Tam bir sessizlik hali... Belki de yıllarca olduğu gibi yeni bir “öğüt” konuşmasına maruz kaldıklarını düşünüyorlar. “Hadi hoca bırak şu konuşmaları da derse geç” dediklerini yüzlerinden okuyabiliyordum. Üniversiteye yeni başlamış olmanın verdiği toyluk da suskunlukları üzerinde etkili olabilir...


Kısa bir duraksamadan sonra “Sabahattin Ali’yi bilir misiniz?” diye soruyorum. Hepi topu otuz-kırk kişiyiz sınıfta, sabahın bir vakti...


“Hiç duymadınız mı bu ismi?”


Belki bir kişi konuşsa diğerleri de katılacak diye iç geçiriyordum ama nafile.
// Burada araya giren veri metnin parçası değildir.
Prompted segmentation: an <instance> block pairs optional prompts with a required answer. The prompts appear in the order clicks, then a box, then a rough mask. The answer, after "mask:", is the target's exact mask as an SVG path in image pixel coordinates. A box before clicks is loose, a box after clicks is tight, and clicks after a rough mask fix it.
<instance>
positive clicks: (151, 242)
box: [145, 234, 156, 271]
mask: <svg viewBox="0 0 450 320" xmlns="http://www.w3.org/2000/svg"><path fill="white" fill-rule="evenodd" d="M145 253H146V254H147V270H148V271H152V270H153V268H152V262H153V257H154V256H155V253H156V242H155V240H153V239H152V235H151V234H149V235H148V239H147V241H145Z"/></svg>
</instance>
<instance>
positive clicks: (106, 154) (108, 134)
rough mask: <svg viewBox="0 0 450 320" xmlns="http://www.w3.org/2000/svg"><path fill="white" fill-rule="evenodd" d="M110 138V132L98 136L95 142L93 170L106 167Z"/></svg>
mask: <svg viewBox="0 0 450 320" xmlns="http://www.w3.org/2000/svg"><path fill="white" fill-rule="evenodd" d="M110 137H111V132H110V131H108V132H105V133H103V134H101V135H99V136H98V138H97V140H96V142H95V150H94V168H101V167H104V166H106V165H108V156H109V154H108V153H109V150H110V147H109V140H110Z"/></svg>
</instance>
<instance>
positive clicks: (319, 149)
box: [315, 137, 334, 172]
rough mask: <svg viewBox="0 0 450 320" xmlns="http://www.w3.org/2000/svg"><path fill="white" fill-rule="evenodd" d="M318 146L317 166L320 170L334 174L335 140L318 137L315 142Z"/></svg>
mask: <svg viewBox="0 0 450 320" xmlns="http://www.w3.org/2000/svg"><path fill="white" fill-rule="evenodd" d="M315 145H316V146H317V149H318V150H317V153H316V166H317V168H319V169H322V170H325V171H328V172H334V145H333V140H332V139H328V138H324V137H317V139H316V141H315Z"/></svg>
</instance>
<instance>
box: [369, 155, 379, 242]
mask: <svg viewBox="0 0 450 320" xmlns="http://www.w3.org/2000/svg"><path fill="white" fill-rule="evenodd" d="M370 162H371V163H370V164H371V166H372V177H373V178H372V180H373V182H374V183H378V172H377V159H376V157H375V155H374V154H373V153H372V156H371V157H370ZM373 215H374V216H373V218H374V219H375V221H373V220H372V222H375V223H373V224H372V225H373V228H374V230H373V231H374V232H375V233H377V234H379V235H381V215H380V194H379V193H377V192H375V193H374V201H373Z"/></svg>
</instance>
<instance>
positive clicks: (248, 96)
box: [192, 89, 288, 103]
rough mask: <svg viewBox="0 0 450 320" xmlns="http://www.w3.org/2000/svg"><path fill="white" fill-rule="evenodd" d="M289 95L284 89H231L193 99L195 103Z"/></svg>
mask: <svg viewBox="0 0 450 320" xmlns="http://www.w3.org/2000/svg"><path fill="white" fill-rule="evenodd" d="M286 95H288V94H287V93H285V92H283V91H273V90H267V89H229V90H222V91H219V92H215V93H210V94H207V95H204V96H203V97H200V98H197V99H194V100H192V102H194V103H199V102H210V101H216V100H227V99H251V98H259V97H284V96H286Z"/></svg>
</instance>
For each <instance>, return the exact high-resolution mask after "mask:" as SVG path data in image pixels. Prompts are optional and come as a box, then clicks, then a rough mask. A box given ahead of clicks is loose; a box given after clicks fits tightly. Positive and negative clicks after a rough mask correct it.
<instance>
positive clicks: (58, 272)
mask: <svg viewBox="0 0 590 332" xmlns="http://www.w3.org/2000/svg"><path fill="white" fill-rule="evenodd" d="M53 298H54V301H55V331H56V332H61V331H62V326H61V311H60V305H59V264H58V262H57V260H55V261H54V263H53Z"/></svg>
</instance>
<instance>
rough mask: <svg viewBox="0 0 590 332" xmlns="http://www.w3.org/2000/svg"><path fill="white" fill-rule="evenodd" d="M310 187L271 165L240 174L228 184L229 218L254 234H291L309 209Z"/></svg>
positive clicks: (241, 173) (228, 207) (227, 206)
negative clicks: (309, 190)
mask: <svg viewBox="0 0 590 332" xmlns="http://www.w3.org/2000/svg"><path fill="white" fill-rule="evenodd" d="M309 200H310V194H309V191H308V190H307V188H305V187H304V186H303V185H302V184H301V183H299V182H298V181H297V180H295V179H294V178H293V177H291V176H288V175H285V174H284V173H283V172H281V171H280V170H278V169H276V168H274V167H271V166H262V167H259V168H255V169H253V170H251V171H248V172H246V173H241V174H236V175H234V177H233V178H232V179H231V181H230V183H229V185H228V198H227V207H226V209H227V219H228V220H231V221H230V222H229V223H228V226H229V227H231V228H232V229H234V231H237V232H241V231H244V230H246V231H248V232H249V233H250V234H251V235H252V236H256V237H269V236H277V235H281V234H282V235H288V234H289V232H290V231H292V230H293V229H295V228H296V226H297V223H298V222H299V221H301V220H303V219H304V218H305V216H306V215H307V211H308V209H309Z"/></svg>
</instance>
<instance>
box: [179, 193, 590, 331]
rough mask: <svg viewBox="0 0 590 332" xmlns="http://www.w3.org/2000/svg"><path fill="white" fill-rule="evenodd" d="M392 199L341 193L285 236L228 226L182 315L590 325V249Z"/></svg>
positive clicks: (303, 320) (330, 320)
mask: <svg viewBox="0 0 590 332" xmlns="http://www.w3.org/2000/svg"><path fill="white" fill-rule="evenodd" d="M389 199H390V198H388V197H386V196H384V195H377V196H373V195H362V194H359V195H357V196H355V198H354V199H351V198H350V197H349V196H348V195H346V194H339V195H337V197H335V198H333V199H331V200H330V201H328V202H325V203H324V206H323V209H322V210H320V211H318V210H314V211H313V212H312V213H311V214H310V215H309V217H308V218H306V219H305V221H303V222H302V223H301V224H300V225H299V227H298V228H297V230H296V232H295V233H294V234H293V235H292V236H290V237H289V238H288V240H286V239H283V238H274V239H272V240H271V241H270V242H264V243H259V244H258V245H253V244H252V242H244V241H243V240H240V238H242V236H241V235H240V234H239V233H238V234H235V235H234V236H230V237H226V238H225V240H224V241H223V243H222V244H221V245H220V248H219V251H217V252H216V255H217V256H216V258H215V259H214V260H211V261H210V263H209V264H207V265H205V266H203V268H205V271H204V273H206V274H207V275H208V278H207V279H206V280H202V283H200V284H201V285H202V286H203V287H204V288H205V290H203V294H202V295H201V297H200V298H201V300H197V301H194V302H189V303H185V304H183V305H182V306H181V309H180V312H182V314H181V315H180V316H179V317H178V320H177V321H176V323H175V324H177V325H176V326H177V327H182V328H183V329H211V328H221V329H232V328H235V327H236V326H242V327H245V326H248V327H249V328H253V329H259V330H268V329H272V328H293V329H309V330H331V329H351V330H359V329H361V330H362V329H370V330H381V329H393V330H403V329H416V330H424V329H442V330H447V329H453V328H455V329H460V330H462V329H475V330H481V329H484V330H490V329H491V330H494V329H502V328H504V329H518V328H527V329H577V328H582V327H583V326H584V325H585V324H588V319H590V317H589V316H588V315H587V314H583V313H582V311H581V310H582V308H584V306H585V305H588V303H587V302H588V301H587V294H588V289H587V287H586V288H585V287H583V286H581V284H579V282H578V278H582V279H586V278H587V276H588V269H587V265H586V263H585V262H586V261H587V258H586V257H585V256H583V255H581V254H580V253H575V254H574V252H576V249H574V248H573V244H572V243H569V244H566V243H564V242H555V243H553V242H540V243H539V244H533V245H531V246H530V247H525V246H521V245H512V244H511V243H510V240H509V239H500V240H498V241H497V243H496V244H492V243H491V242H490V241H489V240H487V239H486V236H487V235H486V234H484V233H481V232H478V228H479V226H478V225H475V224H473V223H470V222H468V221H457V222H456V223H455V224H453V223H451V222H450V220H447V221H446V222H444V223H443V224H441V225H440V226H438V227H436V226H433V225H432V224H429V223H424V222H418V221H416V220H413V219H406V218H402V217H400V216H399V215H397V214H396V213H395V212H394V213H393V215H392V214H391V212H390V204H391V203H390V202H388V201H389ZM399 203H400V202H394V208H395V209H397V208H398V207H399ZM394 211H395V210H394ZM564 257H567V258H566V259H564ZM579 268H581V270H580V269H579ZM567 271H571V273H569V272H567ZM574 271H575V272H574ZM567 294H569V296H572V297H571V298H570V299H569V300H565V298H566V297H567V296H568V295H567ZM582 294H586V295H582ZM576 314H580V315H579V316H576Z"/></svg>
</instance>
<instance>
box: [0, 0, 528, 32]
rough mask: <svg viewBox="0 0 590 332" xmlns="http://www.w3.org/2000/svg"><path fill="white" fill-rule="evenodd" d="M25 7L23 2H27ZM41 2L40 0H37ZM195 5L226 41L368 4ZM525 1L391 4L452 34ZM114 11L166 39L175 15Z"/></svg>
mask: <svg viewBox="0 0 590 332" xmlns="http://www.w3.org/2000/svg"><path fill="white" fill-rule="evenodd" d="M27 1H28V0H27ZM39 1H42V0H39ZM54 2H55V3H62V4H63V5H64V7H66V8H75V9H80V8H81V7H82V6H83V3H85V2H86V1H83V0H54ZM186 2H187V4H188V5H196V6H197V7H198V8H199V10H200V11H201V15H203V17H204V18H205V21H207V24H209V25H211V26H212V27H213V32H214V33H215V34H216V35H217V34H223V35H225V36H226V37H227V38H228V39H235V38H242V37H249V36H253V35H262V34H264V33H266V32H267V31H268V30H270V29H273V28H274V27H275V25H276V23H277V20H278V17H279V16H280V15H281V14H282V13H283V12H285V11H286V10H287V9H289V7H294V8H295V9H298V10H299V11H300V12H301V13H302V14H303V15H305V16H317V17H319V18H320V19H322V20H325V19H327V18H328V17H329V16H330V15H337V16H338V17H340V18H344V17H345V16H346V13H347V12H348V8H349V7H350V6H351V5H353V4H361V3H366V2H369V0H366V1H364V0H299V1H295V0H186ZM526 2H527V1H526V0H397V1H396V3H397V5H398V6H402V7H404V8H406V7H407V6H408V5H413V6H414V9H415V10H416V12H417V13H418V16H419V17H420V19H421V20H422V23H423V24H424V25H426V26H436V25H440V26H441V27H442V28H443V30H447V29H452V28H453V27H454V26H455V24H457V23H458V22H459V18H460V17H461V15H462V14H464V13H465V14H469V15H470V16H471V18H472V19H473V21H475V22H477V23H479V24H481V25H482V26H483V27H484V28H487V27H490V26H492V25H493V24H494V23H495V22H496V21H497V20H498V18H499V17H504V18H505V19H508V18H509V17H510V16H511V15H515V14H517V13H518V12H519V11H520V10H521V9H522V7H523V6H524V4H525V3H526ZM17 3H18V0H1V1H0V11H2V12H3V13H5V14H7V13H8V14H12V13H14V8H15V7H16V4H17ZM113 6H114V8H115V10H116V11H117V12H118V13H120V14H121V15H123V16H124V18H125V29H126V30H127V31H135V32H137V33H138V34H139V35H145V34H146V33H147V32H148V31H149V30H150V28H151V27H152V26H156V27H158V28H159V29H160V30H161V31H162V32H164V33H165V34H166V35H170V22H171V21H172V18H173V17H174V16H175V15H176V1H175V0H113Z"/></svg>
Konuşmayacakları gün gibi ortada.


“Peki Sabahattin Ali ismini hiç duymamış kaç kişi var aranızda?”


Neredeyse hepsi el kaldırdı.


“Gerçek mi bu?”


Nihayet içlerinden biri cesaretini topladı sanırım. Cümleleri toparlamakta biraz zorlanarak:


“Hocam biz edebiyat konusunda pek iyi bir kuşak değiliz. Yani bir roman olsun, bir şiir kitabı olsun hayatımızda pek fazla yeri olmadı. Ne diyeyim işte okuduğumuz okullar böyle, çevremiz zaten bizden beter...”


Ne söylenir şimdi?..


Haklılar aslında. Kendi gençliğimde de pek farklı değildi. Yani etrafımızda edebi eser okumamız için uyaranlarımız öyle çok fazla değildi. Eğer ailende edebiyatın insan olarak gelişimin için ne denli önemli olduğunu bilen biri varsa şanslısın. Ama yoksa...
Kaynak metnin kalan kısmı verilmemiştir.